AI and PDF tools serve different purposes. LLMs understand document content. Compression tools handle document files. The two will increasingly integrate - you might one day tell an AI "compress this and email it" and it uses a compression tool behind the scenes - but the compression itself will always need a dedicated optimiser. Recognising that a file needs compression and actually compressing it are different capabilities.
What to Use Instead
The most reliable approach is a dedicated browser-based compression tool that runs locally. PDFCrush's Compress PDF handles every type of PDF - scanned documents, design exports, text-heavy reports - with three compression levels, no file size limits, and no account requirement.
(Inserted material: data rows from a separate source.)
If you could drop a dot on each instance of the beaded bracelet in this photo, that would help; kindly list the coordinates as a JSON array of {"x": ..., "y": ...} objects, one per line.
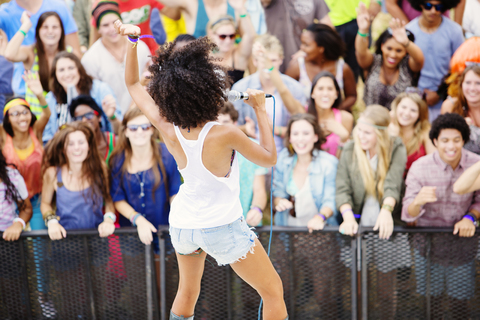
[
  {"x": 134, "y": 39},
  {"x": 363, "y": 35}
]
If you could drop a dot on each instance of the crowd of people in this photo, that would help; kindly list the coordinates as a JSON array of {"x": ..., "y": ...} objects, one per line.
[{"x": 77, "y": 153}]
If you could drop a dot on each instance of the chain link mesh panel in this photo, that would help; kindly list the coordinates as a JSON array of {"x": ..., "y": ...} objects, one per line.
[
  {"x": 315, "y": 269},
  {"x": 80, "y": 277},
  {"x": 420, "y": 276}
]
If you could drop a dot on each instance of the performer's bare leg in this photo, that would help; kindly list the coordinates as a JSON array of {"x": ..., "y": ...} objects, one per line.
[
  {"x": 257, "y": 270},
  {"x": 191, "y": 271}
]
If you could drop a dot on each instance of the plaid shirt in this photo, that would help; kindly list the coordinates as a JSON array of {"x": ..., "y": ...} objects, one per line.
[{"x": 450, "y": 207}]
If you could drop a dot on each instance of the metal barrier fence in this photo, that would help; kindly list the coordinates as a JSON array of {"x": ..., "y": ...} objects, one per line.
[
  {"x": 80, "y": 277},
  {"x": 417, "y": 274}
]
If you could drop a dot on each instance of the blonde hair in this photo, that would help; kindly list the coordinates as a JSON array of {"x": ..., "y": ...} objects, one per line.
[
  {"x": 378, "y": 116},
  {"x": 270, "y": 43},
  {"x": 421, "y": 126},
  {"x": 223, "y": 20}
]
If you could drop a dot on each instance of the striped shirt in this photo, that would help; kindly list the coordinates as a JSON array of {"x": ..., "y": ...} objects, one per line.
[
  {"x": 8, "y": 209},
  {"x": 450, "y": 207}
]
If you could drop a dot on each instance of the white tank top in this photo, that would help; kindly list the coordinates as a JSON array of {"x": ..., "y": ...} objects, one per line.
[{"x": 204, "y": 200}]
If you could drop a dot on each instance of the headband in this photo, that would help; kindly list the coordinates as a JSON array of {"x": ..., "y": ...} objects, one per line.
[
  {"x": 15, "y": 102},
  {"x": 373, "y": 125}
]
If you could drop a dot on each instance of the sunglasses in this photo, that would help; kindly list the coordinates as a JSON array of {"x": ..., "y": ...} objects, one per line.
[
  {"x": 224, "y": 36},
  {"x": 134, "y": 127},
  {"x": 88, "y": 116},
  {"x": 428, "y": 6},
  {"x": 15, "y": 114}
]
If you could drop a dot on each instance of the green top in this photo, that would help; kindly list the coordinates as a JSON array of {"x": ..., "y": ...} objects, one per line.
[
  {"x": 349, "y": 183},
  {"x": 343, "y": 11}
]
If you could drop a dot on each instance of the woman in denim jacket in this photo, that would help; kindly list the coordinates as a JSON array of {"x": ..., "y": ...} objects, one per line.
[{"x": 304, "y": 179}]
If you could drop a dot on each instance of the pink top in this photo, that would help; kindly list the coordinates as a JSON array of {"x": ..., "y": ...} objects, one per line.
[{"x": 333, "y": 140}]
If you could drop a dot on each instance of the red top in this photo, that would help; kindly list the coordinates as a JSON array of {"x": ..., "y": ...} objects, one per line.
[
  {"x": 414, "y": 157},
  {"x": 30, "y": 168},
  {"x": 138, "y": 12}
]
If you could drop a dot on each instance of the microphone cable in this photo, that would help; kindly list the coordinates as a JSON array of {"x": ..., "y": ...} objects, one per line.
[{"x": 271, "y": 205}]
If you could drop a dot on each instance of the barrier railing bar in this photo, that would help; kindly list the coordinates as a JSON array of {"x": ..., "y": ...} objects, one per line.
[
  {"x": 364, "y": 280},
  {"x": 25, "y": 290},
  {"x": 354, "y": 279},
  {"x": 427, "y": 290},
  {"x": 88, "y": 277},
  {"x": 148, "y": 272},
  {"x": 163, "y": 291}
]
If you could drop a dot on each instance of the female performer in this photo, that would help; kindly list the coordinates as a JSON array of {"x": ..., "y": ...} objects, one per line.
[{"x": 185, "y": 94}]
Processing happens in your browser, not on a server.
If you need an AI assistant for what it actually does well - summarising, analysing, extracting information from a document - compress the PDF first, then upload the smaller file to ChatGPT, Gemini, or Claude. That way each tool handles what it is built for.
The Bottom Line
ChatGPT cannot compress a PDF. Neither can Gemini. Neither can Claude. No general-purpose LLM is designed to. Asking any of them to compress a file is like asking a librarian to shrink a book - they can tell you what is in it, but they cannot make the physical object smaller.
For compression, use a compression tool. For analysis, use an LLM. Use both in sequence and you get the best of both worlds. Use only an LLM for compression and you get a larger file and lost time.